Companies that buy 10, 20 or even 50 of the top tier Mac pro's are buying those for the raw power. They aren't going to use them for 10 years, because a) after a couple of years they're depreciated so the company will probably buy new ones for tax reasons and the performance gains. If they don't upgrade after a couple of years, they get 10 years of use with either OS version updates (seven years) or security updates (10 years). They won't complain.
So much this.
Real businesses who purchase computers plan on keeping them 3-5 years because that's the expected usable life for tax purposes, warranty purposes and generally the best bang for buck in terms of when to trade/decommission them for increased productivity.
Whether its 10k, 50k, or 500k computers are not things expected to be cost effective to keep for a decade.
This is not exclusive to macs, but the same for desktop/laptop PCs in enterprise, servers in on-prem environments and cloud hosting providers.
Being stingy and trying to band aid 5-10 year old machines to do real work is false economy, keeping your staff up to date with fast easy to use hardware is what prevents staff turnover (which costs you a LOT more than the cost of the machine) and helps employee productivity (which will generally pay for the machine in a short period of time).

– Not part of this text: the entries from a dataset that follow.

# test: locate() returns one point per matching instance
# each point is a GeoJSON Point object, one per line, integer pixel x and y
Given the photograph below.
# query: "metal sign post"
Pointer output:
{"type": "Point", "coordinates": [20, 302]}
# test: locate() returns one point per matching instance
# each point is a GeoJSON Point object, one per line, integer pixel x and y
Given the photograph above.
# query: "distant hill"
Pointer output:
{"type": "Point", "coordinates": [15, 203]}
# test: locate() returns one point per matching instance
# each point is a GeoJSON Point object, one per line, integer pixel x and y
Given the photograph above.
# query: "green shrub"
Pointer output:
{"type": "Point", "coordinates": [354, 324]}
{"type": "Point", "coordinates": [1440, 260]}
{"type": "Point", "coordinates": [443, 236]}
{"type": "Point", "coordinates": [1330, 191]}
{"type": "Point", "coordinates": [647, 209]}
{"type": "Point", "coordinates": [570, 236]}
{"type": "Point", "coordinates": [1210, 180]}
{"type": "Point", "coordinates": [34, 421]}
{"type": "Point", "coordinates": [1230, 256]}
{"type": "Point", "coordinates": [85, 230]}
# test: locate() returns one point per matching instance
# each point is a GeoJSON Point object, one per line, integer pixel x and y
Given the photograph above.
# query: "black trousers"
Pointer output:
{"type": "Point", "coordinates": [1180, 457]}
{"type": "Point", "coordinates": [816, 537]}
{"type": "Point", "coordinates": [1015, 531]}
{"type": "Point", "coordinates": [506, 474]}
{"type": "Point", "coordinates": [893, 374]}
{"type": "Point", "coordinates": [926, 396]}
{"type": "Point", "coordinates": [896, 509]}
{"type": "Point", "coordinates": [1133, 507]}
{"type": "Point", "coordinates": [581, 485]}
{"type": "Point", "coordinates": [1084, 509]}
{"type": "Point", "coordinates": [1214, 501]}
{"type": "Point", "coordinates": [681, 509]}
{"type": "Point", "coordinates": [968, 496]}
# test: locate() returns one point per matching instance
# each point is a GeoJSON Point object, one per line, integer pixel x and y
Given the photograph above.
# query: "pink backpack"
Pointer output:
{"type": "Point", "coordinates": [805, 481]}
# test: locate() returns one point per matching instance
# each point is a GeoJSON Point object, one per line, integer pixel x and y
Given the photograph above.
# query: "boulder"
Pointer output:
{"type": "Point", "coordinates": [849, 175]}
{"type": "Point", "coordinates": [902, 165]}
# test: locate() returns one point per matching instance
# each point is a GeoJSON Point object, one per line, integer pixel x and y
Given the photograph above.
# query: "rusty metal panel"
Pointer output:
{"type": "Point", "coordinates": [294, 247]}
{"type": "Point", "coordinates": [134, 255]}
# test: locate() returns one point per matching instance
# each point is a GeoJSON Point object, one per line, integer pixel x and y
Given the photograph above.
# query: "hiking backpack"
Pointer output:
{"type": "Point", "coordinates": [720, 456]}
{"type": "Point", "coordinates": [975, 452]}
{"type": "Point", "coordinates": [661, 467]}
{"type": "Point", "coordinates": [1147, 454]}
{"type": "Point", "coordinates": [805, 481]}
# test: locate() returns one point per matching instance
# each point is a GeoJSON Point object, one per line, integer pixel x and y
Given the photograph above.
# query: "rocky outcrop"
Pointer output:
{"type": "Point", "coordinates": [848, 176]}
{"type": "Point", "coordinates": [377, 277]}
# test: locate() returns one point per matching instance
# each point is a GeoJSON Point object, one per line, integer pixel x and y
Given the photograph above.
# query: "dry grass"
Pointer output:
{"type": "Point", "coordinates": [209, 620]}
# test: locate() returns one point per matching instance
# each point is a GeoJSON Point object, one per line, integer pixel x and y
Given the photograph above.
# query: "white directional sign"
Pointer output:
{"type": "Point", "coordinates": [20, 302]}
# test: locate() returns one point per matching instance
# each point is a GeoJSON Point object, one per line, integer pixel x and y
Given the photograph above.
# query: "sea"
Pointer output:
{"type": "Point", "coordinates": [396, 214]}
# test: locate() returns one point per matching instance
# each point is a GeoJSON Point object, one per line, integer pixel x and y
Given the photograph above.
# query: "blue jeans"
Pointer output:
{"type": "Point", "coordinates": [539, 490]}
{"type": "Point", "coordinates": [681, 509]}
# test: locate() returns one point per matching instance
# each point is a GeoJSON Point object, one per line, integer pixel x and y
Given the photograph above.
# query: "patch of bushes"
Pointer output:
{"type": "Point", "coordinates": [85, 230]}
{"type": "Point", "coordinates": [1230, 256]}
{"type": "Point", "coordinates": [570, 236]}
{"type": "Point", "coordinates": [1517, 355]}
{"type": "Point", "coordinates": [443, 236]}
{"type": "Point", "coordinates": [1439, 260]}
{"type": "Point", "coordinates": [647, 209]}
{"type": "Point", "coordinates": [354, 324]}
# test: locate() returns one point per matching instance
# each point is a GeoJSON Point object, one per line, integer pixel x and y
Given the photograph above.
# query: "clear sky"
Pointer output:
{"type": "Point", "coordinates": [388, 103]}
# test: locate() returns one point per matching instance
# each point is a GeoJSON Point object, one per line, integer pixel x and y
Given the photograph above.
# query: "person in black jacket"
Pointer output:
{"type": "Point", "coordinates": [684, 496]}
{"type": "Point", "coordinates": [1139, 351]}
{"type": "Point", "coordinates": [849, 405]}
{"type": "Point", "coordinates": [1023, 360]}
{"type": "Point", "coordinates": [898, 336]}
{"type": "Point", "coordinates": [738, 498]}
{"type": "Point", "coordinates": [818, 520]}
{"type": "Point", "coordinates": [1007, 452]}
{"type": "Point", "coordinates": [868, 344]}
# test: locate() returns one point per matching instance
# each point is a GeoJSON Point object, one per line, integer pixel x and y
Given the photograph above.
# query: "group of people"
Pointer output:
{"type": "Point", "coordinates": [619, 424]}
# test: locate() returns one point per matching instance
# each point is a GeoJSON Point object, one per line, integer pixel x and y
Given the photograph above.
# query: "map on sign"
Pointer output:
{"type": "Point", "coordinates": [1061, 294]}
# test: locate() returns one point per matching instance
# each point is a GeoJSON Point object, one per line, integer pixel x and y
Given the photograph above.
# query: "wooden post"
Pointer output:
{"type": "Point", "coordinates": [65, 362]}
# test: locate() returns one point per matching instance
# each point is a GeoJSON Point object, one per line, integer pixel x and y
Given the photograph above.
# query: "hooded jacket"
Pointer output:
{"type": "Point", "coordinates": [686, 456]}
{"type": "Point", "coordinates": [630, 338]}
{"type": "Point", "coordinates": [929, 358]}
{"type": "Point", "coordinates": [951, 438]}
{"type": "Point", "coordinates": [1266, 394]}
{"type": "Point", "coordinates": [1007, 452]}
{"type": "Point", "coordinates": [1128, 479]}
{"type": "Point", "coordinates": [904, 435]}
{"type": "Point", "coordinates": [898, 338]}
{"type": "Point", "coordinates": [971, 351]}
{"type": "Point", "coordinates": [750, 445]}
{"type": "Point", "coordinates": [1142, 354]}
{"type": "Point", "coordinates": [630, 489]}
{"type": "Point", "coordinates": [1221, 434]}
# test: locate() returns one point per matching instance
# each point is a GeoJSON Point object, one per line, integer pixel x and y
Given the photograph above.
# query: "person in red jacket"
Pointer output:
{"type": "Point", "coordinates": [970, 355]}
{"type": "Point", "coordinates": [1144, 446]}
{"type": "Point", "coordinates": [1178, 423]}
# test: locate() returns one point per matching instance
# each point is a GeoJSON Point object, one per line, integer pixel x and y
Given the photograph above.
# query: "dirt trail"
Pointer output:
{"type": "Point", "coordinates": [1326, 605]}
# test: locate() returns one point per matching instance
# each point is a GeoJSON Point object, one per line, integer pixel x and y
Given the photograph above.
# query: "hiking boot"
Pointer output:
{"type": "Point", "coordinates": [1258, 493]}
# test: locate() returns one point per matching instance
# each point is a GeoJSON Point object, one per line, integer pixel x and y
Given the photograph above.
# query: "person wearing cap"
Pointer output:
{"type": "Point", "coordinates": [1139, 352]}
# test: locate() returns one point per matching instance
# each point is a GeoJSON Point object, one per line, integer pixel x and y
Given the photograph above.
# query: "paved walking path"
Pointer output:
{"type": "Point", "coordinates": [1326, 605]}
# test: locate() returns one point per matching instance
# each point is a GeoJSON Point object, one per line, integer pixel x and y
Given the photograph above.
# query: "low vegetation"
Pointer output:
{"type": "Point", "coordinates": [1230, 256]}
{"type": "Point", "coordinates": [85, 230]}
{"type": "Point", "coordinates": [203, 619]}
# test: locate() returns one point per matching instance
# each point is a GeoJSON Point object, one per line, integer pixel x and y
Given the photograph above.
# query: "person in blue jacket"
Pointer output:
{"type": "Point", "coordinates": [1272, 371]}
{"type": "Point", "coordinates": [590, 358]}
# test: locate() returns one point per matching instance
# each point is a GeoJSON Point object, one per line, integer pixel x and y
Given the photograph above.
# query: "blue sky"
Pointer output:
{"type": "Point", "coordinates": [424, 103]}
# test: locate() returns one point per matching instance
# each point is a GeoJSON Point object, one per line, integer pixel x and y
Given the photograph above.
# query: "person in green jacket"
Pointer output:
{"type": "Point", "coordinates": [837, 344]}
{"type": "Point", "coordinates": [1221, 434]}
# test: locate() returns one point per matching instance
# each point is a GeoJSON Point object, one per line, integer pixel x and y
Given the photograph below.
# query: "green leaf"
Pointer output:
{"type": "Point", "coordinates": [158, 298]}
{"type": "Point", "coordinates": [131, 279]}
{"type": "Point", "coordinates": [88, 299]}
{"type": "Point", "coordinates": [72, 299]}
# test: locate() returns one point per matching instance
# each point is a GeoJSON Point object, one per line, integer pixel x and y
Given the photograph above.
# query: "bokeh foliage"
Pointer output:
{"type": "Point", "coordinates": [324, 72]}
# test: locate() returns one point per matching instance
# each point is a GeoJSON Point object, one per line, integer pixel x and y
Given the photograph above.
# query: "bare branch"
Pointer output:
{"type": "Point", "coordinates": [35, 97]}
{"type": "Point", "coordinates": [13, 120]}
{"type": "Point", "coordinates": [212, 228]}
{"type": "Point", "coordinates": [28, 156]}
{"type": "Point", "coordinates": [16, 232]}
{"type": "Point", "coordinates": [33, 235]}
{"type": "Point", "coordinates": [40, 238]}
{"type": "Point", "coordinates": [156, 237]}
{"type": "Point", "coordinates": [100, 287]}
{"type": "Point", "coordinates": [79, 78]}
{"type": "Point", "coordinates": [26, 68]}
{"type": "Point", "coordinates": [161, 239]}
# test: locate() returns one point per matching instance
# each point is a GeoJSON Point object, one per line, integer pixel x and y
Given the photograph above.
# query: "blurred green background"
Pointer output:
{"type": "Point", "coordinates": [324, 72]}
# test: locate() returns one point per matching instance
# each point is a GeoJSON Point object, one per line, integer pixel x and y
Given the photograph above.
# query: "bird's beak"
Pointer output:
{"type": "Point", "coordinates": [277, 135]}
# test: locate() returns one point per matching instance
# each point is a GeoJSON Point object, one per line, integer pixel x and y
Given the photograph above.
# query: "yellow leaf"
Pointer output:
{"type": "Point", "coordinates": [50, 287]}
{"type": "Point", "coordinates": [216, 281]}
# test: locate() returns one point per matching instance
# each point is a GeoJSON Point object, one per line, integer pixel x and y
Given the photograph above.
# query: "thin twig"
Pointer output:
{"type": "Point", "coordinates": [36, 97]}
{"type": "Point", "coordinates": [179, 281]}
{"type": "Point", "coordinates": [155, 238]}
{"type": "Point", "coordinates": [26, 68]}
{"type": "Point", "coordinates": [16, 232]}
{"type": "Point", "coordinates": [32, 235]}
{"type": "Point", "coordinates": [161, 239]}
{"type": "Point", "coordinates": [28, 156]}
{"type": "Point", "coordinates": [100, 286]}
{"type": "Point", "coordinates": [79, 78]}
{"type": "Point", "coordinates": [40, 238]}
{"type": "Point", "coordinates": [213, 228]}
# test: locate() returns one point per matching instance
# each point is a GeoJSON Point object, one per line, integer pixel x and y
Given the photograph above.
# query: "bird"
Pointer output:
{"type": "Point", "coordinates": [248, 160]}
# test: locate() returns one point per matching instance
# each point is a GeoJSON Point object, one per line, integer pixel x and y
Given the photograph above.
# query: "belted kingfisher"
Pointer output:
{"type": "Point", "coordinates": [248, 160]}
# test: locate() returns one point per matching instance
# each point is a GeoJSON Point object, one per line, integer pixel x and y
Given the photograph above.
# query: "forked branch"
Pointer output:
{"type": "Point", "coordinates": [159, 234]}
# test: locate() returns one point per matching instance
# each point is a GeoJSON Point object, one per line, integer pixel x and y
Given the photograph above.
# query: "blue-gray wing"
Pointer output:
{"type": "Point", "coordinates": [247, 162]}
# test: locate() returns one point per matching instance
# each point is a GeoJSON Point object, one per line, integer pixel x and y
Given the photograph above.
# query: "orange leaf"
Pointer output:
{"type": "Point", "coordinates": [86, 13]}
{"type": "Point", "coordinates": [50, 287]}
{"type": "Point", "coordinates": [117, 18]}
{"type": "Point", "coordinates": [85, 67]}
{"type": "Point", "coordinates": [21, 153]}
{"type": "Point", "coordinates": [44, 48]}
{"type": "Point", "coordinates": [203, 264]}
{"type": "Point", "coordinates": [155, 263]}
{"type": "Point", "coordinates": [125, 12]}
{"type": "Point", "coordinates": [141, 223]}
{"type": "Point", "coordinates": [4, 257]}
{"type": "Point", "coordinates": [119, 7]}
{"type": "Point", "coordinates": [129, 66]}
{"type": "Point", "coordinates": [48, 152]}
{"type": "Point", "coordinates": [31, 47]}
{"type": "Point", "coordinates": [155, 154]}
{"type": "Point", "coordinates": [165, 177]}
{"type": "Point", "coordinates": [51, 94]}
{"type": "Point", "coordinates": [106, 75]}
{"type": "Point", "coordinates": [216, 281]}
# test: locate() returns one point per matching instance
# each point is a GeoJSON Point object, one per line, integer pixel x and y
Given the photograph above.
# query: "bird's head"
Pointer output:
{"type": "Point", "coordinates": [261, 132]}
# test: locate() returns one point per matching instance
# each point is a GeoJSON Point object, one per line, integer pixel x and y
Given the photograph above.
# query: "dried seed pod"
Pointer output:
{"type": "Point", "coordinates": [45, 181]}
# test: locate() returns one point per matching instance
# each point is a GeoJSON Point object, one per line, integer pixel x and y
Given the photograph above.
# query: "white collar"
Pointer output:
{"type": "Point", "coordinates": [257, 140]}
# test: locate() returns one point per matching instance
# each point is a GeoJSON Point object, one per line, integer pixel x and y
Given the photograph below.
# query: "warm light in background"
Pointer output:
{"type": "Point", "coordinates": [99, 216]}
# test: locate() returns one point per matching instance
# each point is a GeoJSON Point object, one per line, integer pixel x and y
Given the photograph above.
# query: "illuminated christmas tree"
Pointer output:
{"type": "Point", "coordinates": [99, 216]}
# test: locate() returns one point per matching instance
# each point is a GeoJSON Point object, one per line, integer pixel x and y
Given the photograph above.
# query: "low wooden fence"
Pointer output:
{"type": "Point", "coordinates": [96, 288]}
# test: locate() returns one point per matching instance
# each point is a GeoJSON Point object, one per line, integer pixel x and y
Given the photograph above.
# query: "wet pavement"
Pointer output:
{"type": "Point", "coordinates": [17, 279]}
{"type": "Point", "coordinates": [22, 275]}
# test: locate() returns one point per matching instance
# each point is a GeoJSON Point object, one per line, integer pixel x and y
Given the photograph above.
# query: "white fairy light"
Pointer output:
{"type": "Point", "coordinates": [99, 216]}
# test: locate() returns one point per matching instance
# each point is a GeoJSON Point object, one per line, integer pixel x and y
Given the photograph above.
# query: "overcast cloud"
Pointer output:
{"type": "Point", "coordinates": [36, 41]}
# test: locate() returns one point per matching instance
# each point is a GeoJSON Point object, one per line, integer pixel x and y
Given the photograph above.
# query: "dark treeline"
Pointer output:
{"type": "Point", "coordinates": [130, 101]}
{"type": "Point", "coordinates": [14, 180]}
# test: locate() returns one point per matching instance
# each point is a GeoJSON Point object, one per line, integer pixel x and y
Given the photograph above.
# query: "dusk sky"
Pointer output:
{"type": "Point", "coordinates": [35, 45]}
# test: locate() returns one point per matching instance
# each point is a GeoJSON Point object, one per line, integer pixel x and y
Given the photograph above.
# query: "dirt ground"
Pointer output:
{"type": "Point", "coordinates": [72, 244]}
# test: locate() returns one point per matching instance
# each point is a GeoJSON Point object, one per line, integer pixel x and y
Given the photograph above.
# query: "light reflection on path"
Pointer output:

If a new machine would have saved the end user as little as ~2 hours a week in lost time (and seriously, using some old pile of junk i could spend that much time per week swearing at it), that's typically ~5k/yr for someone billing out ~$100/hr.
At that rate, over the 5 years you kept the 10 year old machine too long that's $25k in lost productivity alone, never mind the possible downtime lost due to out of warranty coverage hardware failure.
The cost of these machines, assuming they're used for the jobs they're intended to serve is chicken-feed vs. the billable time for those using them.
If you're a hobbyist, i can see why you might think differently, but the high end pro machines are not aimed at you, they're aimed at people using them to generate revenue.